Elqui Valley in north-central Chile

Image via Wikipedia

An earthquake in Chile today. Just yesterday my sister had told me that an old high school friend’s daughter had moved there. The friend had been down visiting her daughter and, I thought, was back home.  When I read about the earthquake, I asked my sister about the daughter. Her reply:  Mother AND daughter are there. No word from them, but we think they’re okay.

I was struck by my reaction to this, but first some more background. I, like my sister, went to high school with the mother. I had seen the daughter, many years ago, as a little girl. She was now living in Chile with her partner. So, here’s the thing. I was vaguely concerned when I heard about people dying in Chile. I was slightly more concerned when I realized my sister’s friend’s daughter might be close to the quake; but when I realized that our high school friend was down there, I felt a physical sensation go through my body. It felt like fear for this woman, whom I haven’t seen in years, but I knew her.

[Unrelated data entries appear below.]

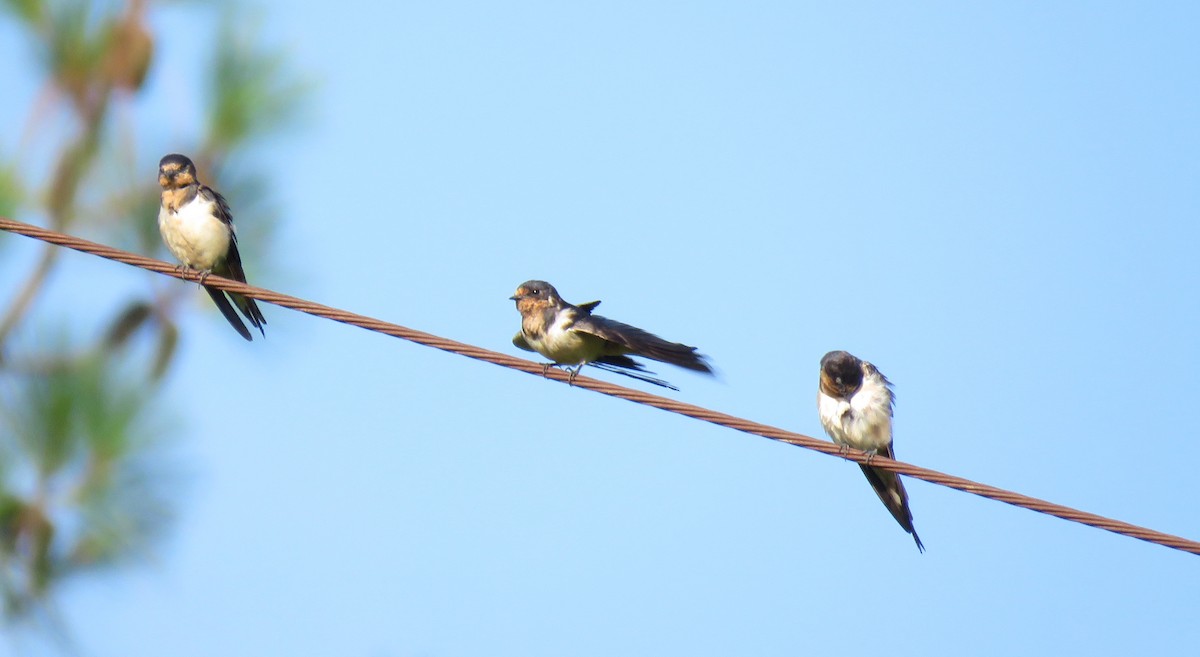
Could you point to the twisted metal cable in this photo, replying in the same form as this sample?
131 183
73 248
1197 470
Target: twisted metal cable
604 387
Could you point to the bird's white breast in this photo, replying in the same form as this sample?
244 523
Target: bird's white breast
864 422
564 345
195 235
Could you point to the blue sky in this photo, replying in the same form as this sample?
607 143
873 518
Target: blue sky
995 203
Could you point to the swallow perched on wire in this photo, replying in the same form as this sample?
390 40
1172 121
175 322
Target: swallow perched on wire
855 401
571 336
196 224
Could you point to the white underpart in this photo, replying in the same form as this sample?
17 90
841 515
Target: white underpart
195 235
564 345
864 422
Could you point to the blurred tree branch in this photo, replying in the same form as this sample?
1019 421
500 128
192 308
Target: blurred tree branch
83 482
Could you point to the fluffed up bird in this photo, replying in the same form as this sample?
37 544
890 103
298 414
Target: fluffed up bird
855 402
196 224
571 336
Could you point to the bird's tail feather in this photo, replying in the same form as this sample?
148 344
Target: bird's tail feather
228 312
634 372
893 495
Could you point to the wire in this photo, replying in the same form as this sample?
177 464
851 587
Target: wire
672 405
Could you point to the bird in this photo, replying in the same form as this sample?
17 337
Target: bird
855 402
197 227
570 335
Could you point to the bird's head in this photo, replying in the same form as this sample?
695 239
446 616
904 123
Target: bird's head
841 374
175 170
532 295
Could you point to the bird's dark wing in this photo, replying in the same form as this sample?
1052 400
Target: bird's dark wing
233 266
893 495
871 371
642 343
227 311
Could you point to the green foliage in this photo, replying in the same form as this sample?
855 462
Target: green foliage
84 483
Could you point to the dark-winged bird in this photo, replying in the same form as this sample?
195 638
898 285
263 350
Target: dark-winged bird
570 335
197 227
855 402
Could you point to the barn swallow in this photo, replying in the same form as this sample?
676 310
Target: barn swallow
197 227
855 401
571 336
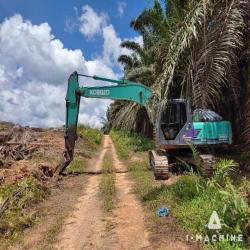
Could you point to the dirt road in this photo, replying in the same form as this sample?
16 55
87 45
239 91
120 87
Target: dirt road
86 227
75 218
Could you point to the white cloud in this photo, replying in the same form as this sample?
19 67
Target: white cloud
121 7
91 23
34 68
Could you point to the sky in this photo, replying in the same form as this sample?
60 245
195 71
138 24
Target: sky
42 42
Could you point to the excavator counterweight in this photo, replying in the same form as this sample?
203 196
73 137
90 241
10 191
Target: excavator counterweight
176 126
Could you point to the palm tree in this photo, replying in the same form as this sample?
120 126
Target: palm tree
197 49
141 66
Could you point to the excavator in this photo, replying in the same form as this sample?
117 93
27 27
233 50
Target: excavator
177 125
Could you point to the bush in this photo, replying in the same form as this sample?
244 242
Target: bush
17 214
186 188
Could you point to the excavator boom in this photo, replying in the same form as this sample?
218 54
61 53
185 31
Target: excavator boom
124 90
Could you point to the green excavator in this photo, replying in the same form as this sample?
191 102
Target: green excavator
177 126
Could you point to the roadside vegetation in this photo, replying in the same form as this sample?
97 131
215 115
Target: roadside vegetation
193 198
17 207
19 200
192 49
107 184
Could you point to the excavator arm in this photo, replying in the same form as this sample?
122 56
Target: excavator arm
124 90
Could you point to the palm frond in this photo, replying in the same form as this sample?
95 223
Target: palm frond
180 41
220 53
134 46
126 61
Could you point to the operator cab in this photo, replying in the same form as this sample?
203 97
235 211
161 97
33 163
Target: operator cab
173 118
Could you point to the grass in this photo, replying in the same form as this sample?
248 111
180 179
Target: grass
78 165
193 198
19 214
127 142
107 184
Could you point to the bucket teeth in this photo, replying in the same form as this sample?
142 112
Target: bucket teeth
159 164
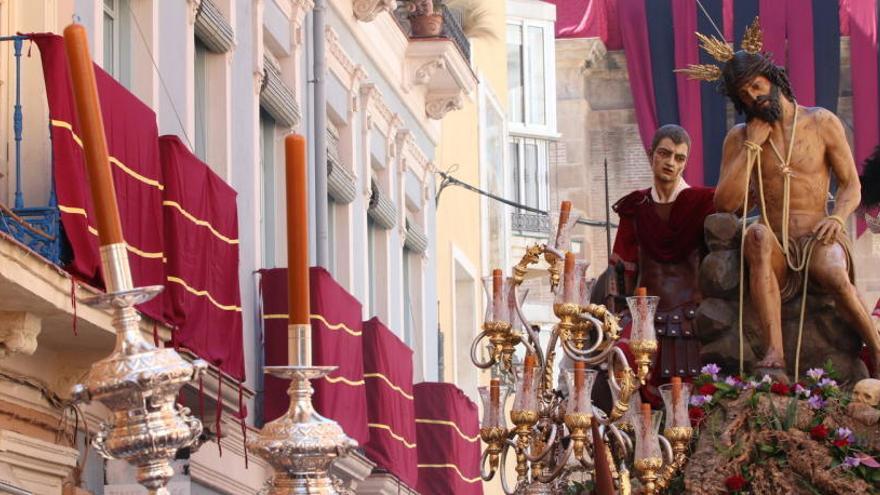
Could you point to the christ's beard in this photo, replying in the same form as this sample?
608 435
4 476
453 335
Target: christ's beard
769 113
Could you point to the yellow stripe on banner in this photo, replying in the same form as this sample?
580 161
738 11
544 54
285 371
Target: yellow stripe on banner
115 161
448 423
330 326
202 293
337 326
358 383
395 387
451 466
144 254
197 221
395 436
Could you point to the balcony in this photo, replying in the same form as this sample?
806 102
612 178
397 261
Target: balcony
439 65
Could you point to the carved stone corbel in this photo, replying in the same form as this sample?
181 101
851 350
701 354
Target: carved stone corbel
18 332
367 10
437 107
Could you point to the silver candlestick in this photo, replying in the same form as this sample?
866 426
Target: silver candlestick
138 382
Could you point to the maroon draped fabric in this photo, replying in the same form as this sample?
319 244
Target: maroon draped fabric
202 298
666 242
337 331
388 375
448 438
131 131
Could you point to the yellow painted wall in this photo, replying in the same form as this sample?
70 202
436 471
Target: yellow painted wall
459 212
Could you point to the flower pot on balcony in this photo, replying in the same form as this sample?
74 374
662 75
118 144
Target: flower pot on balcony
428 25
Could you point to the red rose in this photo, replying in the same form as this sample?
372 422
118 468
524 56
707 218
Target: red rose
819 432
696 414
735 483
780 388
708 389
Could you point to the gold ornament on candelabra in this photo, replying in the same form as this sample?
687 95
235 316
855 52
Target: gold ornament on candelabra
138 382
552 435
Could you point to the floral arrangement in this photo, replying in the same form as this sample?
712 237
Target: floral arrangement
820 391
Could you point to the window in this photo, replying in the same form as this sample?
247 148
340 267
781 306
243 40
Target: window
267 168
529 159
409 322
117 36
530 60
372 271
200 76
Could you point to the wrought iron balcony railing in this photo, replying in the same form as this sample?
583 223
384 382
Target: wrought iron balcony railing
452 28
37 227
530 222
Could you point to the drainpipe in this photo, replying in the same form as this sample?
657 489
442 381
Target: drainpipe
320 129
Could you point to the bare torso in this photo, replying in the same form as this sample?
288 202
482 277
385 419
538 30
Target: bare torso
810 174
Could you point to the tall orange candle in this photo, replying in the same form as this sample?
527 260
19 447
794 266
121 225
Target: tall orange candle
564 214
646 416
497 295
85 92
580 373
568 278
676 391
297 229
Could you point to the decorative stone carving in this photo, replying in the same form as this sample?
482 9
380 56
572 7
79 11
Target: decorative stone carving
426 71
367 10
438 106
18 332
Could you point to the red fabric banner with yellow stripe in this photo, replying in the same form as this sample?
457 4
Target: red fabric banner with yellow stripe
202 298
337 340
388 376
132 140
448 438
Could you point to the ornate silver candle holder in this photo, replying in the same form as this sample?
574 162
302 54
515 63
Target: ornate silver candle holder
139 383
301 444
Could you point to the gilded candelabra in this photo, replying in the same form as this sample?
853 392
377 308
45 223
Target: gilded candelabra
551 435
139 384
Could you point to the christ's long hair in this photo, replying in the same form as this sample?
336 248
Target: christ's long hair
870 179
742 68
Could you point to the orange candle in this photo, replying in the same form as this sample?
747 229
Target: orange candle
568 278
646 416
580 375
564 214
91 122
297 229
497 295
676 391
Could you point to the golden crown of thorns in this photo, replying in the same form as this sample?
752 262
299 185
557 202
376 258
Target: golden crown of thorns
720 50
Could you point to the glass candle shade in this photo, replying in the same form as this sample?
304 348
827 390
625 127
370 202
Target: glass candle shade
676 405
497 290
646 432
643 309
493 405
528 380
574 285
580 389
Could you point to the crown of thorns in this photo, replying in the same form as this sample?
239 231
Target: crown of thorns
753 42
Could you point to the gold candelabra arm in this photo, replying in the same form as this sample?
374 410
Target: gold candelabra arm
532 256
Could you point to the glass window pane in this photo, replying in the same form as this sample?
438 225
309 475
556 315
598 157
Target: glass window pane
536 86
531 174
109 44
267 159
515 72
201 105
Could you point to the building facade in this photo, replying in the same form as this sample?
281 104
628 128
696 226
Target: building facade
231 79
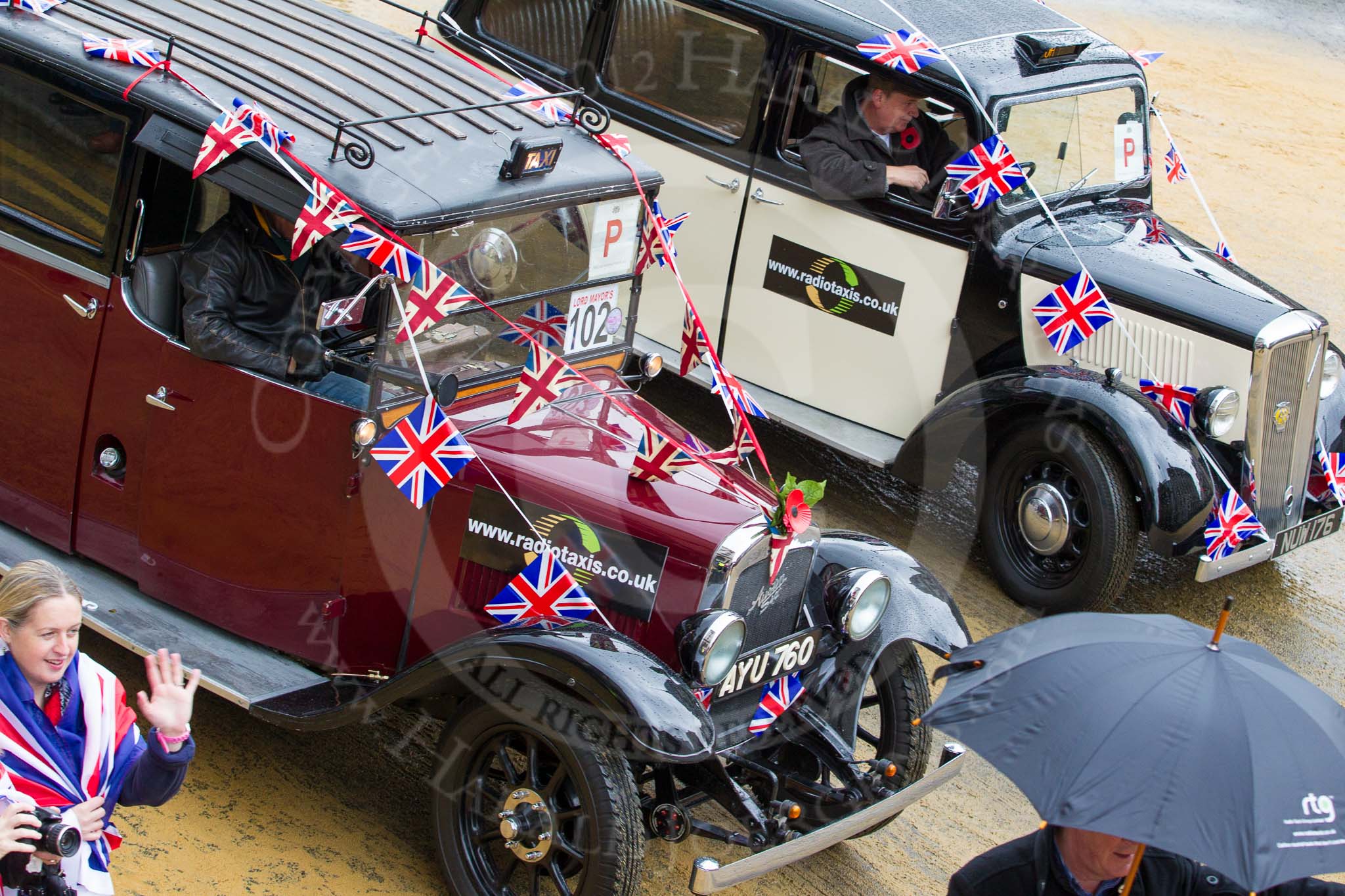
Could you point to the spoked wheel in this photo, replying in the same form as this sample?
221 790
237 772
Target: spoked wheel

I guess this is all pretty predictable, but it struck me, and I paid attention to it. I’ve always been critical of people who were more concerned with people who lived closer to them – fellow countrymen, for example, as opposed to foreigners. I’ve always, and still do, think that all people, regardless of where they live, deserve the same amount of happiness and prosperity. Yet, there is no denying that the closer the person is to us – the more real they, and their pain, joy, whatever, are to us.

No big revelation; just noticing. My thoughts and prayers go out to  Chile, as well as the Pacific islands bracing for, and being swept by, the tsunamis.